Reputation: 45
I've done scraping for lots of sites but one in particular isn't saving it's cookies to my cookie file. Any ideas?
$ch = curl_init($url);
curl_setopt($ch, CURLOPT_URL,$url);
curl_setopt($ch,CURLOPT_TIMEOUT,8200);
curl_setopt($ch,CURLOPT_TIMEOUT_MS,8200);
curl_setopt($ch, CURLOPT_CONNECTTIMEOUT ,8200);
$cookie_file = "cookies/zapper.txt";
curl_setopt($ch, CURLOPT_COOKIESESSION, true);
curl_setopt($ch, CURLOPT_COOKIEFILE, $cookie_file);
curl_setopt($ch, CURLOPT_COOKIEJAR, $cookie_file);
curl_setopt($ch, CURLOPT_FOLLOWLOCATION, 1);
curl_setopt($ch, CURLOPT_RETURNTRANSFER, 1);
curl_setopt($ch, CURLOPT_HEADER, 0);
if ($fields) {curl_setopt($ch,CURLOPT_POST, count($fields)); }
if ($fields) {curl_setopt($ch,CURLOPT_POSTFIELDS, $fields_string); }
This is the first site that I've done that doesn't respond to my cookie saves.
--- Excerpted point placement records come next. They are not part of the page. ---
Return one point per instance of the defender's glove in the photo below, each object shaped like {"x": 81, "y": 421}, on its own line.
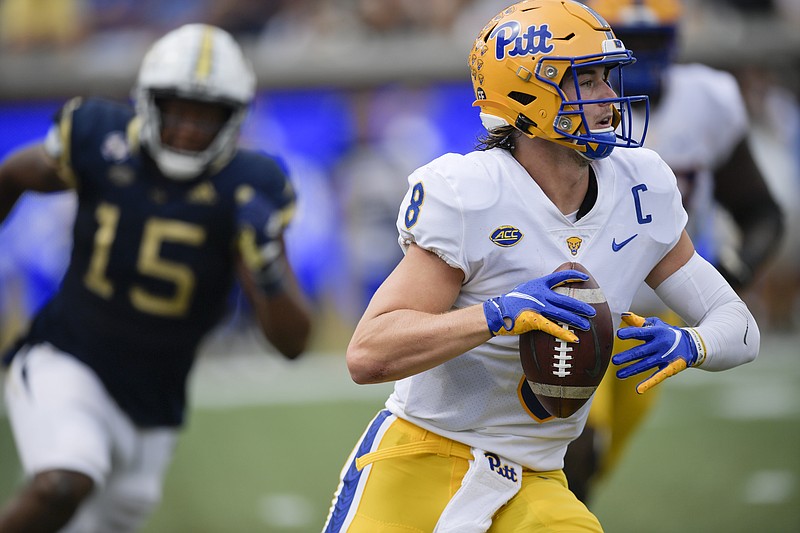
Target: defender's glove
{"x": 260, "y": 226}
{"x": 534, "y": 305}
{"x": 668, "y": 348}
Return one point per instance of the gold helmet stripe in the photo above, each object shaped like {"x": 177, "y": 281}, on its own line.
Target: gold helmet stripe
{"x": 204, "y": 60}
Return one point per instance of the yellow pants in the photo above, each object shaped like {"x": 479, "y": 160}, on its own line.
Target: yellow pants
{"x": 617, "y": 409}
{"x": 407, "y": 476}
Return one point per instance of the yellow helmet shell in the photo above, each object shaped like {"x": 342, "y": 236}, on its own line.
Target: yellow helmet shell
{"x": 521, "y": 56}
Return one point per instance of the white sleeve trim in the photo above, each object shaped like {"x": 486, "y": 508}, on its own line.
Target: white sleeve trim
{"x": 702, "y": 298}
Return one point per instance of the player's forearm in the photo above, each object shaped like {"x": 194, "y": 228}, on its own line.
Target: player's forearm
{"x": 731, "y": 336}
{"x": 702, "y": 297}
{"x": 405, "y": 342}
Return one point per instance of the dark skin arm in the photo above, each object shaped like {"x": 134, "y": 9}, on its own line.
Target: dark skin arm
{"x": 284, "y": 317}
{"x": 740, "y": 187}
{"x": 27, "y": 169}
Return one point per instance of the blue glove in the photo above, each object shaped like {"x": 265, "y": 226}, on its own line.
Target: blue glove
{"x": 260, "y": 225}
{"x": 534, "y": 305}
{"x": 667, "y": 348}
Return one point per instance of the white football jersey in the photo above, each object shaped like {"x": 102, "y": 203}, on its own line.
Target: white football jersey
{"x": 483, "y": 213}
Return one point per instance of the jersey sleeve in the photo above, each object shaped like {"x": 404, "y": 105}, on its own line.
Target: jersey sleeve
{"x": 725, "y": 102}
{"x": 431, "y": 216}
{"x": 58, "y": 142}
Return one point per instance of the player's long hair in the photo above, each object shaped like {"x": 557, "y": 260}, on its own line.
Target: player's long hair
{"x": 504, "y": 137}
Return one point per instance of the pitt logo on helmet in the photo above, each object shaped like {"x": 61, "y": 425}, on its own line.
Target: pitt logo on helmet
{"x": 536, "y": 39}
{"x": 506, "y": 236}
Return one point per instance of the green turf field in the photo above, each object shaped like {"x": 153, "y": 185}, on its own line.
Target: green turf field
{"x": 267, "y": 438}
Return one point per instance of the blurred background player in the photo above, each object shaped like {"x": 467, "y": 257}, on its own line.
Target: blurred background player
{"x": 170, "y": 212}
{"x": 699, "y": 126}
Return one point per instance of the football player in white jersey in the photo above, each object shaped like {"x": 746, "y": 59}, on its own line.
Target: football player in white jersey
{"x": 462, "y": 444}
{"x": 698, "y": 124}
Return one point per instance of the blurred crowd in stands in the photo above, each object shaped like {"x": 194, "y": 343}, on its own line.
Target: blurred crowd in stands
{"x": 37, "y": 24}
{"x": 350, "y": 150}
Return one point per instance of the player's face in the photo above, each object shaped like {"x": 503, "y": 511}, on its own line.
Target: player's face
{"x": 189, "y": 125}
{"x": 593, "y": 84}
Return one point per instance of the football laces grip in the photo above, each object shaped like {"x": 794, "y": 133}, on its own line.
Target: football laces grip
{"x": 668, "y": 349}
{"x": 534, "y": 305}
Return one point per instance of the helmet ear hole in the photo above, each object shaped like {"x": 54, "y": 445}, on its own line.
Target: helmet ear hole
{"x": 522, "y": 98}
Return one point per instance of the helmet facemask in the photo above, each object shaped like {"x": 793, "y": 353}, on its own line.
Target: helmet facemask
{"x": 571, "y": 122}
{"x": 182, "y": 164}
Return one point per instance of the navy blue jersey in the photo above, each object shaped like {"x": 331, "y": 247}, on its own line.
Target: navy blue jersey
{"x": 152, "y": 263}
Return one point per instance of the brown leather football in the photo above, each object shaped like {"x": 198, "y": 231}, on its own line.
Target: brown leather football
{"x": 564, "y": 375}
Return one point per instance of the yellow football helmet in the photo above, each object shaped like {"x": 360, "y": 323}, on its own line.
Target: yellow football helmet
{"x": 520, "y": 59}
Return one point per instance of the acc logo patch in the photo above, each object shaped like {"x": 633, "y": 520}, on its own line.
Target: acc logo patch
{"x": 574, "y": 244}
{"x": 506, "y": 236}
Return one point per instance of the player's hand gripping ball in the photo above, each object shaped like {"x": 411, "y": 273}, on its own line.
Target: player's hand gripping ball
{"x": 564, "y": 375}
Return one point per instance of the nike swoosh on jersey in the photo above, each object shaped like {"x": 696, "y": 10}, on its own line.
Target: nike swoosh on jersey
{"x": 618, "y": 246}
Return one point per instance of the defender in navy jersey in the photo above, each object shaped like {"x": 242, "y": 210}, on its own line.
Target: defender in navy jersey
{"x": 170, "y": 212}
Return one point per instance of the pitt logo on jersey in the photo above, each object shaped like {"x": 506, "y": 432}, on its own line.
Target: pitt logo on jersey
{"x": 535, "y": 40}
{"x": 500, "y": 468}
{"x": 574, "y": 244}
{"x": 506, "y": 236}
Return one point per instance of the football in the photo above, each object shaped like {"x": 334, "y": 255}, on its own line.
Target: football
{"x": 564, "y": 375}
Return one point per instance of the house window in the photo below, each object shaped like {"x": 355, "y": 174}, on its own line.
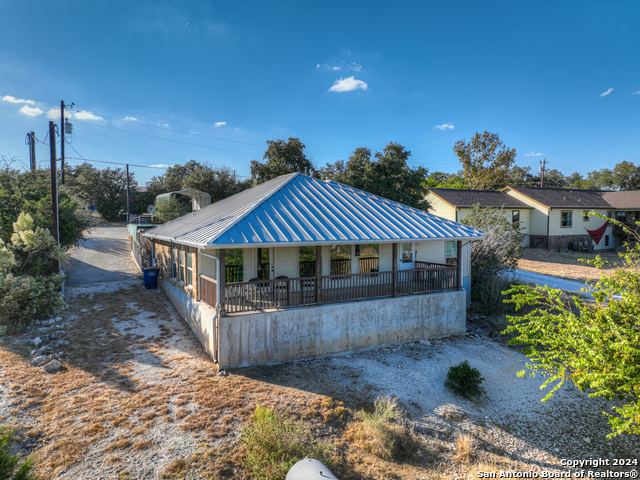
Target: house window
{"x": 406, "y": 250}
{"x": 174, "y": 261}
{"x": 452, "y": 253}
{"x": 189, "y": 253}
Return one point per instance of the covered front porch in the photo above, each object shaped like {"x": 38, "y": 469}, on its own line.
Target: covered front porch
{"x": 259, "y": 279}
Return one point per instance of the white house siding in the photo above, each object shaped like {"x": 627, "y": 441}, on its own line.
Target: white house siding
{"x": 286, "y": 261}
{"x": 430, "y": 252}
{"x": 385, "y": 260}
{"x": 441, "y": 208}
{"x": 537, "y": 216}
{"x": 579, "y": 226}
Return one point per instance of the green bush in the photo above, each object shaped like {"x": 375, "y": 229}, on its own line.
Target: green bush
{"x": 488, "y": 298}
{"x": 9, "y": 469}
{"x": 274, "y": 444}
{"x": 465, "y": 380}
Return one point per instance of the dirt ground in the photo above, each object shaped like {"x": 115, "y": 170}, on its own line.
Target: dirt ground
{"x": 565, "y": 265}
{"x": 139, "y": 398}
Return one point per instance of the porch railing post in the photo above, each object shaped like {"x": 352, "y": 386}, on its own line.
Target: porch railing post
{"x": 223, "y": 286}
{"x": 394, "y": 274}
{"x": 318, "y": 275}
{"x": 459, "y": 266}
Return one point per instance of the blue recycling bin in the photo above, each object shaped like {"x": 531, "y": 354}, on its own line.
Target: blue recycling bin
{"x": 150, "y": 275}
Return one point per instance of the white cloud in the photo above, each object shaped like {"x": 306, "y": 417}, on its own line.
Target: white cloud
{"x": 84, "y": 115}
{"x": 10, "y": 99}
{"x": 32, "y": 112}
{"x": 348, "y": 84}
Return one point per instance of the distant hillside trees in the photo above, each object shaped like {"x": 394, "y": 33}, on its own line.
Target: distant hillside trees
{"x": 281, "y": 158}
{"x": 485, "y": 160}
{"x": 387, "y": 174}
{"x": 30, "y": 192}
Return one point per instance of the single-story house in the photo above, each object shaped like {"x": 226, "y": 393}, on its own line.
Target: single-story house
{"x": 454, "y": 204}
{"x": 551, "y": 217}
{"x": 298, "y": 267}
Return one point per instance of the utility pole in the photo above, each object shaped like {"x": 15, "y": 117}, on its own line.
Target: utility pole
{"x": 54, "y": 190}
{"x": 32, "y": 151}
{"x": 543, "y": 166}
{"x": 128, "y": 213}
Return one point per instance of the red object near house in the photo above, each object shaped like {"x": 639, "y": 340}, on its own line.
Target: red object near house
{"x": 598, "y": 233}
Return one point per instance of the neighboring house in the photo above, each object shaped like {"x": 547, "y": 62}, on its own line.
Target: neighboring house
{"x": 555, "y": 217}
{"x": 454, "y": 204}
{"x": 315, "y": 268}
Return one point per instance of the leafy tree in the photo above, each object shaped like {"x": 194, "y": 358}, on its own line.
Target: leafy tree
{"x": 106, "y": 189}
{"x": 445, "y": 180}
{"x": 626, "y": 176}
{"x": 595, "y": 345}
{"x": 485, "y": 160}
{"x": 27, "y": 284}
{"x": 281, "y": 158}
{"x": 521, "y": 177}
{"x": 387, "y": 175}
{"x": 30, "y": 192}
{"x": 500, "y": 249}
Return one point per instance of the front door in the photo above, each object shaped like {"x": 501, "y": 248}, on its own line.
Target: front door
{"x": 407, "y": 256}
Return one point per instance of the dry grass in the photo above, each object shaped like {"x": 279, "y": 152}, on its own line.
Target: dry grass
{"x": 383, "y": 432}
{"x": 464, "y": 449}
{"x": 565, "y": 265}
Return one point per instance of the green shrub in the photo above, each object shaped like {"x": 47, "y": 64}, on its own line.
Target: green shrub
{"x": 488, "y": 298}
{"x": 9, "y": 469}
{"x": 274, "y": 444}
{"x": 464, "y": 380}
{"x": 383, "y": 431}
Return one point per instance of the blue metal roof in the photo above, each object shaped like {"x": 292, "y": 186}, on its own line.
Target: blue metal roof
{"x": 299, "y": 210}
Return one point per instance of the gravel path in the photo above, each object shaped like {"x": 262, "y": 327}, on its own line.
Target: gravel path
{"x": 104, "y": 256}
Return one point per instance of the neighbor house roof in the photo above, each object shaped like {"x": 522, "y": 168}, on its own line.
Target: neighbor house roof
{"x": 486, "y": 198}
{"x": 562, "y": 197}
{"x": 629, "y": 199}
{"x": 296, "y": 209}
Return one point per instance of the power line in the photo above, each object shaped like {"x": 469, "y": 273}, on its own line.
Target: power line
{"x": 199, "y": 135}
{"x": 20, "y": 123}
{"x": 169, "y": 140}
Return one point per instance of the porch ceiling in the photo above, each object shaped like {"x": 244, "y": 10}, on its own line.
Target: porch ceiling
{"x": 299, "y": 210}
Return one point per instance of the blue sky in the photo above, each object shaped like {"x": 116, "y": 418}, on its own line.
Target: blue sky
{"x": 556, "y": 80}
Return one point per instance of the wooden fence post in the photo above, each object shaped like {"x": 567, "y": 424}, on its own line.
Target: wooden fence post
{"x": 318, "y": 275}
{"x": 459, "y": 262}
{"x": 223, "y": 287}
{"x": 394, "y": 274}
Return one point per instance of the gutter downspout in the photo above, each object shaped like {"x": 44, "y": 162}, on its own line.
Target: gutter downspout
{"x": 216, "y": 317}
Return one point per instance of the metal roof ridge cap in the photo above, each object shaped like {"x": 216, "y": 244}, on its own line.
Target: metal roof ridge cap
{"x": 253, "y": 207}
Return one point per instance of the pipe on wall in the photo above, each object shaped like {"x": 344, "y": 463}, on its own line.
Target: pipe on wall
{"x": 216, "y": 334}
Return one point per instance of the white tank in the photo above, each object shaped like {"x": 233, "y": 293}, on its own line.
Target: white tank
{"x": 309, "y": 469}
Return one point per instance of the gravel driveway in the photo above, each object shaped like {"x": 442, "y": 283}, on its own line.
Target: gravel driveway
{"x": 104, "y": 256}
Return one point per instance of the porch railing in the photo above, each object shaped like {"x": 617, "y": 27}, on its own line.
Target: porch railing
{"x": 293, "y": 292}
{"x": 208, "y": 290}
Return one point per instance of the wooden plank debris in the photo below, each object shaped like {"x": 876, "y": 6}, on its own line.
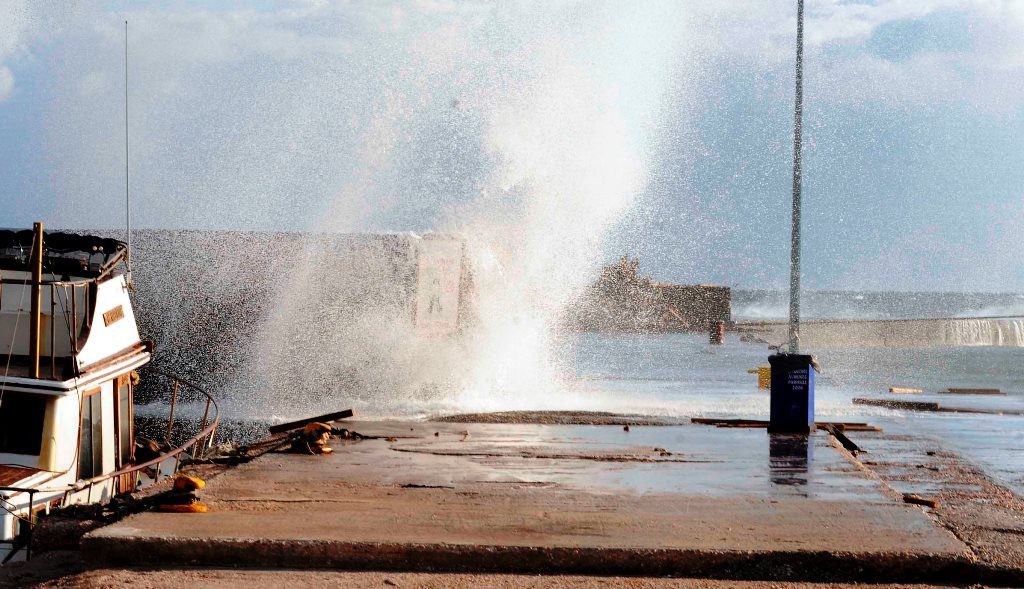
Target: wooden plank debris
{"x": 919, "y": 500}
{"x": 846, "y": 442}
{"x": 893, "y": 404}
{"x": 290, "y": 425}
{"x": 841, "y": 425}
{"x": 952, "y": 390}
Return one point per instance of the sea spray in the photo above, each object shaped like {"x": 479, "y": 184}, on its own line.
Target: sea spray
{"x": 546, "y": 141}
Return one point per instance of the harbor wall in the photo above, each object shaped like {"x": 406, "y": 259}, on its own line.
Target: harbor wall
{"x": 893, "y": 333}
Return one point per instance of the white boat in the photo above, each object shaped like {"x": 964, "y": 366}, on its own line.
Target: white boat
{"x": 70, "y": 351}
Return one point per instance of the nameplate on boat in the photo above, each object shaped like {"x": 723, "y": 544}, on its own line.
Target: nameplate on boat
{"x": 114, "y": 316}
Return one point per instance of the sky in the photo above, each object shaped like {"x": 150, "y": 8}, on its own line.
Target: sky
{"x": 665, "y": 128}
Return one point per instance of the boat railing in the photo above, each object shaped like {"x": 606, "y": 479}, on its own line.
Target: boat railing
{"x": 167, "y": 463}
{"x": 18, "y": 541}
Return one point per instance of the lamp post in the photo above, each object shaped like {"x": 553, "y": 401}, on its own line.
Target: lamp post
{"x": 793, "y": 373}
{"x": 798, "y": 127}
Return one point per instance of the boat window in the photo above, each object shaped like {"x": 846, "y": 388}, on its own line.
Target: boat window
{"x": 22, "y": 422}
{"x": 90, "y": 452}
{"x": 124, "y": 422}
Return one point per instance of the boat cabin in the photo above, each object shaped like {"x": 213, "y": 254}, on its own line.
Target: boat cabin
{"x": 69, "y": 350}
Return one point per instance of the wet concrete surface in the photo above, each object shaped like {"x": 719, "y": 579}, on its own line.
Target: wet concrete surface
{"x": 229, "y": 579}
{"x": 987, "y": 516}
{"x": 662, "y": 500}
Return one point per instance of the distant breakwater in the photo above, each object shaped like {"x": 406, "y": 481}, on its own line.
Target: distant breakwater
{"x": 894, "y": 333}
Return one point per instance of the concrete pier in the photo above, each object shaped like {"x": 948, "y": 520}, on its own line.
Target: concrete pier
{"x": 683, "y": 500}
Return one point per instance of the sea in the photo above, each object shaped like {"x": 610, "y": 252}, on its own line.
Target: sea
{"x": 682, "y": 375}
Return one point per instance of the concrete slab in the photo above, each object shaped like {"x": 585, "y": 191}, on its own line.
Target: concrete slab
{"x": 230, "y": 579}
{"x": 673, "y": 500}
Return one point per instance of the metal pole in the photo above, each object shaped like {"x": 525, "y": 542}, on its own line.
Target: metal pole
{"x": 798, "y": 125}
{"x": 36, "y": 264}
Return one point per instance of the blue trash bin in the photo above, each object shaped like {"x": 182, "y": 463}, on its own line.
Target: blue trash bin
{"x": 792, "y": 393}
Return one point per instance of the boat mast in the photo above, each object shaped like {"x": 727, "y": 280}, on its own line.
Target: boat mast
{"x": 127, "y": 194}
{"x": 36, "y": 263}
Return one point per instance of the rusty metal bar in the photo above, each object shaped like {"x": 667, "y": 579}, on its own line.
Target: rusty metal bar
{"x": 88, "y": 307}
{"x": 170, "y": 418}
{"x": 53, "y": 308}
{"x": 74, "y": 319}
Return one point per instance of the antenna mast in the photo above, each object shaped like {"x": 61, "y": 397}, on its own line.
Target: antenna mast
{"x": 127, "y": 195}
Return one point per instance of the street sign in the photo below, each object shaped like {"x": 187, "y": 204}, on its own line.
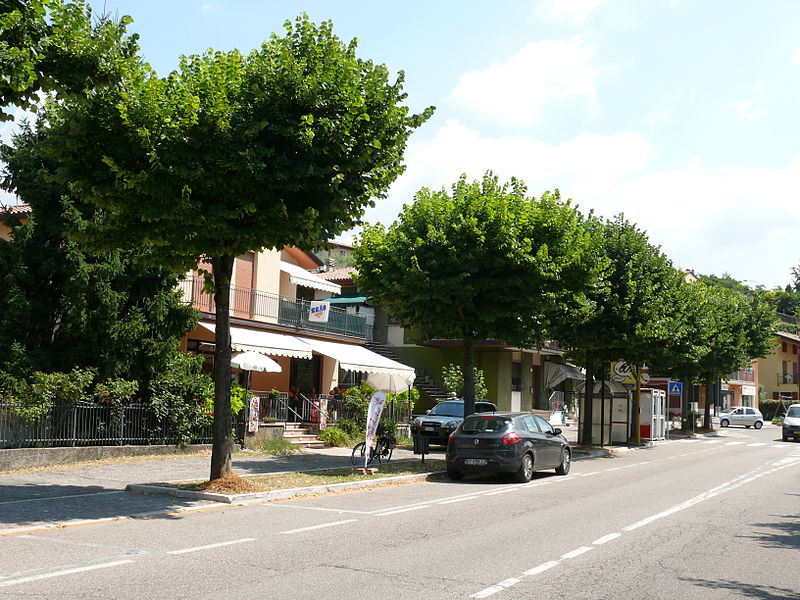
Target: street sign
{"x": 676, "y": 388}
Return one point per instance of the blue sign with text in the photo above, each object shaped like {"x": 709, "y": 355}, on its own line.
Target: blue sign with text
{"x": 675, "y": 388}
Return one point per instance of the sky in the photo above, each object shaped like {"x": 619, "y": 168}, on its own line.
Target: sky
{"x": 681, "y": 114}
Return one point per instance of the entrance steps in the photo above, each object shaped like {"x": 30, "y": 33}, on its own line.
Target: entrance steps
{"x": 302, "y": 435}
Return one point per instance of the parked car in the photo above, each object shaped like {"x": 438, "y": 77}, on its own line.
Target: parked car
{"x": 741, "y": 415}
{"x": 791, "y": 423}
{"x": 506, "y": 442}
{"x": 443, "y": 418}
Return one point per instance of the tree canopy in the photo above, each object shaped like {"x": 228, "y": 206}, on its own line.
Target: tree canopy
{"x": 58, "y": 46}
{"x": 234, "y": 153}
{"x": 482, "y": 261}
{"x": 61, "y": 307}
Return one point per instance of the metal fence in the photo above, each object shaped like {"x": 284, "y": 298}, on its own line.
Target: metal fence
{"x": 92, "y": 425}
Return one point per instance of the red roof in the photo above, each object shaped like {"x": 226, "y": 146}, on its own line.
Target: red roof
{"x": 340, "y": 274}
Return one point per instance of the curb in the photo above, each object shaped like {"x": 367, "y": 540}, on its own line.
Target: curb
{"x": 274, "y": 494}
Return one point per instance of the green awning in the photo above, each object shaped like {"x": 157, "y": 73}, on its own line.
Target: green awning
{"x": 347, "y": 300}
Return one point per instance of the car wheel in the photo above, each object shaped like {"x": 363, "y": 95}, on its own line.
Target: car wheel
{"x": 525, "y": 471}
{"x": 454, "y": 475}
{"x": 566, "y": 462}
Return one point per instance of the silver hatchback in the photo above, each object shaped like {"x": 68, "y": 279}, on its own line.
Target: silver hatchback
{"x": 741, "y": 415}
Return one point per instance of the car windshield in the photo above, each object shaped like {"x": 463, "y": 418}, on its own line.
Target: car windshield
{"x": 475, "y": 424}
{"x": 448, "y": 409}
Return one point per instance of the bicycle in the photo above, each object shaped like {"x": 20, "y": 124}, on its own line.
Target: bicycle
{"x": 380, "y": 452}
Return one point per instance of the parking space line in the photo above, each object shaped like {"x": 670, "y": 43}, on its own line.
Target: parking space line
{"x": 322, "y": 526}
{"x": 210, "y": 546}
{"x": 28, "y": 579}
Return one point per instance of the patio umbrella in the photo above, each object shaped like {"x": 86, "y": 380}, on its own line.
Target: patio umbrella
{"x": 253, "y": 361}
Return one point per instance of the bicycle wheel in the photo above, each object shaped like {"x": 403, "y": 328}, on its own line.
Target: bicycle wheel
{"x": 357, "y": 457}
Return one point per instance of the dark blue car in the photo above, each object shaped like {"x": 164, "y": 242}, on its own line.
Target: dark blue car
{"x": 506, "y": 442}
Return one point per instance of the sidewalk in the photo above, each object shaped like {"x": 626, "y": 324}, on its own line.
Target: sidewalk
{"x": 67, "y": 496}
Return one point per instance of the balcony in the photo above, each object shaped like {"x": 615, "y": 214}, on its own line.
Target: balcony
{"x": 742, "y": 375}
{"x": 252, "y": 304}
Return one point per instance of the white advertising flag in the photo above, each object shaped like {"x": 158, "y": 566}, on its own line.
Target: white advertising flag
{"x": 373, "y": 418}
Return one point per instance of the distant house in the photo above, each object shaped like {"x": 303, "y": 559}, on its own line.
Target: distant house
{"x": 11, "y": 214}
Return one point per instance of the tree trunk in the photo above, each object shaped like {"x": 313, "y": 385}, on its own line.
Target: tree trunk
{"x": 469, "y": 374}
{"x": 636, "y": 421}
{"x": 222, "y": 269}
{"x": 588, "y": 401}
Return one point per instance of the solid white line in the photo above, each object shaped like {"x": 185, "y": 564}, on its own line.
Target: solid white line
{"x": 577, "y": 552}
{"x": 323, "y": 526}
{"x": 541, "y": 568}
{"x": 209, "y": 546}
{"x": 19, "y": 580}
{"x": 606, "y": 538}
{"x": 399, "y": 510}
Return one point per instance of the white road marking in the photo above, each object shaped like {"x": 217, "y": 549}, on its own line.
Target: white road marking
{"x": 399, "y": 510}
{"x": 606, "y": 538}
{"x": 19, "y": 580}
{"x": 209, "y": 546}
{"x": 323, "y": 526}
{"x": 541, "y": 568}
{"x": 577, "y": 552}
{"x": 457, "y": 500}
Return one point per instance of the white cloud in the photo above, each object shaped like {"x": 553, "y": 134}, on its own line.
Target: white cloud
{"x": 747, "y": 110}
{"x": 575, "y": 10}
{"x": 518, "y": 90}
{"x": 736, "y": 220}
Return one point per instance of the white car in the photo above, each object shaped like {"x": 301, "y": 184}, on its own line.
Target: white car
{"x": 791, "y": 423}
{"x": 741, "y": 415}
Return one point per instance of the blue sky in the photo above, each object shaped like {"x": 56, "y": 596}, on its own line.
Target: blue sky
{"x": 680, "y": 113}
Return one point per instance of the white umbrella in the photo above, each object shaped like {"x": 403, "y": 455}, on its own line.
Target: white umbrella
{"x": 253, "y": 361}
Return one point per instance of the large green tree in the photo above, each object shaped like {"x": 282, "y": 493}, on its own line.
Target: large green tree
{"x": 482, "y": 261}
{"x": 57, "y": 46}
{"x": 232, "y": 153}
{"x": 61, "y": 307}
{"x": 631, "y": 298}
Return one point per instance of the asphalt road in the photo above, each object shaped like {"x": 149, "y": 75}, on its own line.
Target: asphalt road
{"x": 708, "y": 519}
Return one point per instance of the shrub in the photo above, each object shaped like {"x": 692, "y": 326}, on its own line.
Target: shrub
{"x": 453, "y": 379}
{"x": 116, "y": 391}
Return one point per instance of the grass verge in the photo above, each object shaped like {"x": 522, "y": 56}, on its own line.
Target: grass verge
{"x": 283, "y": 481}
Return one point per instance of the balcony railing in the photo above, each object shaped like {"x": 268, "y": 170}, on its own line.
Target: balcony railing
{"x": 252, "y": 304}
{"x": 742, "y": 375}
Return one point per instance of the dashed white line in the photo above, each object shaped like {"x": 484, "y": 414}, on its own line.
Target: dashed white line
{"x": 400, "y": 510}
{"x": 577, "y": 552}
{"x": 606, "y": 538}
{"x": 10, "y": 582}
{"x": 209, "y": 546}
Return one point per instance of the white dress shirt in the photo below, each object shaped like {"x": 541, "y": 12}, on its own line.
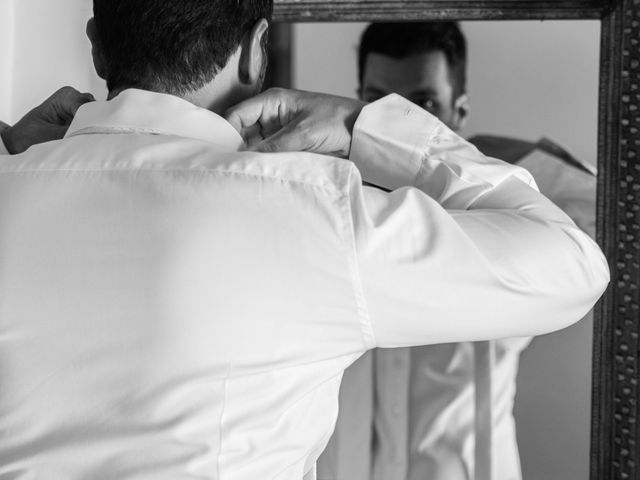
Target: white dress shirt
{"x": 171, "y": 307}
{"x": 444, "y": 412}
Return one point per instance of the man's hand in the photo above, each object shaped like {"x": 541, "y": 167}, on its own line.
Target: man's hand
{"x": 281, "y": 120}
{"x": 48, "y": 121}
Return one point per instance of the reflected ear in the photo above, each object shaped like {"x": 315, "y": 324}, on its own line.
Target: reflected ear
{"x": 460, "y": 112}
{"x": 253, "y": 55}
{"x": 99, "y": 61}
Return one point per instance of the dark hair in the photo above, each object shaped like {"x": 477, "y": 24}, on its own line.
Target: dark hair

All others use the same code and work perfectly. I've even emulated the post of their forms and faked the header in case it was checking [those.
The site I'm trying to mimic an add to cart process for is http://zapper.co.uk/
Upvotes: 0
Views: 2306
Reputation: 2017
Read a possible solution directly from the php.net site about curl_setopt. It's a workaround to get Cookie content from the header output. Seems to be a cool alternative.
Also, you can get surprising results modifiying some of your rules at curl_setop. Sometimes we use more options than needed.
I also recommend you to echo
the whole $ch
content (It will print page like the browser does). Sometimes you get a detailed error not present at headers seeing the live result content.
Upvotes: 1